A service provider typically supports LDAP v3 controls and extensions only when the underlying naming/directory service supports such features. Only the LDAP and LDAP-like services support these features.
Prerequisite: You should be familiar with LDAP v3 controls and extensions before reading this section. These topics are covered in the Controls and Extensions lesson.
To support controls and extensions, the context implementation must implement the LdapContext interface. In addition, how controls and extensions are supported is closely tied to how your implementation processes LDAP requests and responses. This section gives some general hints on how to implement these features.
ControlsIn the LDAP v3, you can send a request control along with any LDAP request and receive a response control along with any LDAP response. Although request and response controls are commonly paired, a one-to-one correspondence between the two is not required. For example, you can receive a response control with an LDAP response without having sent any request control with the corresponding request.
The context implementation must be able to encode arbitrary request controls (supplied by the API user) with any LDAP request and be able to decode arbitrary response controls that accompany LDAP responses. The encoding of request controls is actually done by the individual implementations of the Control interface via Control.getEncodedValue(). The decoding of response controls is done by the response control implementations, which the context implementation selects via ControlFactory.getControlInstance().
Two types of request controls are available.
Connection request controls are initialized by the API user's argument to the InitialLdapContext constructor or LdapReferralException.getReferralContext() and modified via LdapContext.reconnect(). The context implementation must maintain a context's connection request controls in the environment property "java.naming.ldap.control.connect" and pass this property on to Context instances that it creates. In this way, the derived Context instances will inherit the connection controls.

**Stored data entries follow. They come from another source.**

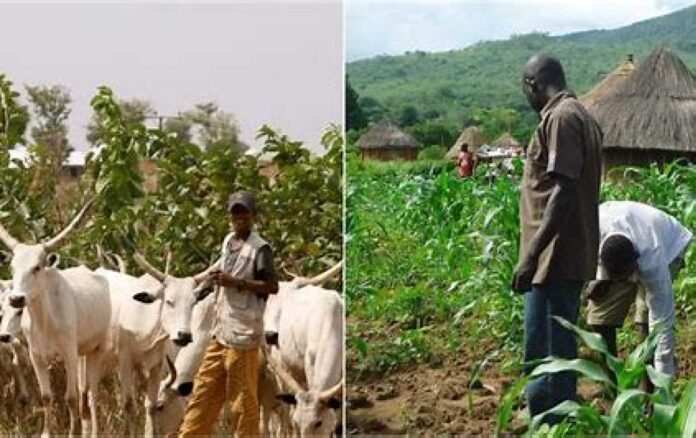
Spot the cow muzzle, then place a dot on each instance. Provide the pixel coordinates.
(18, 301)
(183, 339)
(185, 389)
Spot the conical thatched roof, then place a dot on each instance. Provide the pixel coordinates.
(386, 135)
(472, 136)
(506, 141)
(610, 83)
(655, 108)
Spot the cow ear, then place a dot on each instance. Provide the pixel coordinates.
(287, 398)
(334, 403)
(203, 293)
(52, 260)
(144, 297)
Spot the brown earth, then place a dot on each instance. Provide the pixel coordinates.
(424, 400)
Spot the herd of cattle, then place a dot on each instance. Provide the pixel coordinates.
(152, 331)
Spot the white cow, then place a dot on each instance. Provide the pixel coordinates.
(69, 312)
(147, 314)
(185, 367)
(11, 338)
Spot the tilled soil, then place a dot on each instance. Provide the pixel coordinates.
(441, 401)
(425, 400)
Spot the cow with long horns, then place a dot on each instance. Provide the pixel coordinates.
(309, 357)
(69, 312)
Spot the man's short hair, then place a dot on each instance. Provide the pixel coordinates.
(617, 254)
(242, 198)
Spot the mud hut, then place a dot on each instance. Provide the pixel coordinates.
(651, 116)
(610, 82)
(506, 141)
(384, 141)
(472, 136)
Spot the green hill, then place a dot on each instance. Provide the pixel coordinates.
(451, 86)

- Connection request control. Affects how a connection is created
- Context request control. Affects context methods
The context implementation should maintain context request controls on a per Context instance basis and not pass them on to derived contexts. Context request controls are initialized by the API user's argument to LdapContext.newInstance() and modified via LdapContext.setRequestControls().
"Extended" OperationsAn API user invokes an "extended" operation by creating an ExtendedRequest and then invoking extendedOperation(). The context implementation is then responsible for encoding the extended request and submitting it as an LDAP "extended" operation to the LDAP server. The encoding is actually done by the individual implementations of the ExtendedRequest interface via ExtendedRequest.getEncodedValue(). When the server returns the corresponding extended response, the context implementation passes the response to ExtendedRequest.createExtendedResponse() to generate a response for the initial caller of extendedOperation().
From this description, the onus of handling "extended" operations appears to be on the developers of the ExtendedRequests. However, this is true only for "extended" operations that have no effect on the context implementation. It is common for "extended" operations to affect the state of the context implementation. For example, the Start TLS operation enables Transport Layer Security (TLS) on an existing LDAP connection. Adding support for such an operation requires changes to any existing context implementation and likely depends on internal interfaces of the context implementation. So ususally, defining a general framework for handling arbitrary "extended" operations is difficult. Typically, the context implementation would maintain a list of "extended" operations that it would support natively. It would then inspect the object identifier of the extended responses for those operations and modify its behavior accordingly. There really is no good way to handle "extended" operations that it does not know about because it can't tell whether it should ignore or flag the operation.